I know there are some who say that letting humans create the moral order under which they live will result in moral chaos because of sin. That is wrong. 

The  concept of original sin is not one of perpetual moral chaos. It is true that evil exists in human societies, sometimes to a startling extent. But Abraham's argument with God over the fate of Sodom is only one evidence for the endurance of a moral sensibility even in the midst of evil times and people. Israel is never depicted as the only people possessing a moral order, even though they alone have the revelation at Sinai. Nor are the gentiles depicted as lacking a moral order in the New Testament.

Sin doesn't destroy the human capacity for moral reasoning and morality in general. It destroys the human capacity to engage in moral relationships as a means of seeking and knowing God. Human morality doesn't quit being effective in ordering society, it ceases being a means by which humans relate to God. And even this is mitigated by the Holy Spirit's ubiquitous presence in human life.

Chaotic barbarism on a grand scale emerges most often in human history when rulers claim a divine mandate to establish order. Chaos is manifest most clearly in the orderly ranks of soldiers going into battle, and the tactical exactitude of bombers, fighters, drones, and missiles seeking their targets.
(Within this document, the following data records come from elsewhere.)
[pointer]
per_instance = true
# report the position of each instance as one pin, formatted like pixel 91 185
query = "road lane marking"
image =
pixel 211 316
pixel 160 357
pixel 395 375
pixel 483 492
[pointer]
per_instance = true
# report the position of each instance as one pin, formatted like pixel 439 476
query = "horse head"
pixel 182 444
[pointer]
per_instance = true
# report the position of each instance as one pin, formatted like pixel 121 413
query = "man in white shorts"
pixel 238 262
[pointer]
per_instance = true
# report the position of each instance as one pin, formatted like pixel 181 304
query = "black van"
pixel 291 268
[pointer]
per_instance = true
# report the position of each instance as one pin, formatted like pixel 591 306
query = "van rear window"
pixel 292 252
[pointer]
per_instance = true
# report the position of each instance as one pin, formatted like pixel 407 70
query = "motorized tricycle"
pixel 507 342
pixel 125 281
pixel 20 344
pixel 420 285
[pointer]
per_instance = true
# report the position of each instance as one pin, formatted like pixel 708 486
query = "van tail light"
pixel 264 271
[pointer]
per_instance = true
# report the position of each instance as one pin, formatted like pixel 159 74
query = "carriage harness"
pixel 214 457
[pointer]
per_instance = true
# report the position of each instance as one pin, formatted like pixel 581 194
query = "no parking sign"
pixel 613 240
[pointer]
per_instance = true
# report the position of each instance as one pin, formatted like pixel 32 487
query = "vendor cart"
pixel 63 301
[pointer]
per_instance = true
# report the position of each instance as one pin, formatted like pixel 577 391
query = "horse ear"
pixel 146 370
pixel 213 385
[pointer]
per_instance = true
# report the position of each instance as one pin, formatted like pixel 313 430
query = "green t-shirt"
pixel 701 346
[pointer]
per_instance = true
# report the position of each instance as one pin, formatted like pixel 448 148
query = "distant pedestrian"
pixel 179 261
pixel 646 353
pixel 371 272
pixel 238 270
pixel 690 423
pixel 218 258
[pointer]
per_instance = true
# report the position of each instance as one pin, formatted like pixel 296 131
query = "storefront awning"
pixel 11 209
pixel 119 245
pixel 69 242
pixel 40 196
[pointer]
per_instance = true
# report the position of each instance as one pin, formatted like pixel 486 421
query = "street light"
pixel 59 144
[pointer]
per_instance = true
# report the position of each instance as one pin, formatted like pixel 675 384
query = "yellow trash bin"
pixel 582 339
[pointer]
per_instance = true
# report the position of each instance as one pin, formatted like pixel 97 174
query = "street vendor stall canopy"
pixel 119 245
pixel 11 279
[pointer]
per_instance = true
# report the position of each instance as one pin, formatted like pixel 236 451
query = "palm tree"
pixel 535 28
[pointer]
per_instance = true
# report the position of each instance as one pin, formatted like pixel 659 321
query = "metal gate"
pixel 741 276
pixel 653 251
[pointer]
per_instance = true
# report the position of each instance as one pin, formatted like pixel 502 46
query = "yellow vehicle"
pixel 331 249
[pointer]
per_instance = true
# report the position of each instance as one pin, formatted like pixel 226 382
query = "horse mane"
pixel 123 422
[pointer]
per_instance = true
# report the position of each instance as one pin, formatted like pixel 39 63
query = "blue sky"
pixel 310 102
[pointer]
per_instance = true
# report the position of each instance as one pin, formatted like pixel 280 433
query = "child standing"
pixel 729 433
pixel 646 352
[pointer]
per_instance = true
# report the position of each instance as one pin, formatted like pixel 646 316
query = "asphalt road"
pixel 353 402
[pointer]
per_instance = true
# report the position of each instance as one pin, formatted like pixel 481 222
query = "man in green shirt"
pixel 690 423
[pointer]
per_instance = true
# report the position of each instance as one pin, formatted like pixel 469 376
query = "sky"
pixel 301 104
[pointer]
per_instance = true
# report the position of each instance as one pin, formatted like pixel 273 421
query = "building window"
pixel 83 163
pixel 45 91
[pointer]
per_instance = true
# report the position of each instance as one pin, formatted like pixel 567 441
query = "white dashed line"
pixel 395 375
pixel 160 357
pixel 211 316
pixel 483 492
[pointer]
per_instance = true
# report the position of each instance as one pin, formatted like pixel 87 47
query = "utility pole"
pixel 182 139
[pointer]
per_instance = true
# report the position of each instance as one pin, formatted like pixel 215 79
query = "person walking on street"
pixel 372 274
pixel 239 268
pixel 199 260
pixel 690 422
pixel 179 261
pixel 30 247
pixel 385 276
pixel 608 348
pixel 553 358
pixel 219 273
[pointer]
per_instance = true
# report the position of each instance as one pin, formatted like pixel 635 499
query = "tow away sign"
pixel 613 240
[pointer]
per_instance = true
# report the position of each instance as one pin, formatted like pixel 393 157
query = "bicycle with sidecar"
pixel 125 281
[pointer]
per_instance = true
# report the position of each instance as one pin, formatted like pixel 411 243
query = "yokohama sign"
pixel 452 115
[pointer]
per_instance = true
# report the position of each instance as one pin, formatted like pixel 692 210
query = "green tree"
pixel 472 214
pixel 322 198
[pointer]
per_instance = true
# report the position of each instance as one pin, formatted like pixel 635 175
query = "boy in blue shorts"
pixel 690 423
Just look at Ukraine and Gaza.  Chaos is manifest most clearly in the work of pedantic bureaucrats and politicians punctiliously destroying human lives in the name of the letter of their laws. Just look at Texas. 

Or look at the chaos that has followed the ruling on IVF by the Alabama Supreme Court and the laws that led to it. Far from creating moral order, the ruling has resulted in moral chaos and the incoherence manifest among traditionalist Christians and politicians scrambling for a quick fix to their imposition of what they thought was a divinely mandated moral order. 

It's time for Christians to become the champions of the human freedom and responsibility restored to us through Christ's death and resurrection so that we can fulfill our human vocation to be the creators of moral order in own lives, and within the society in which we live.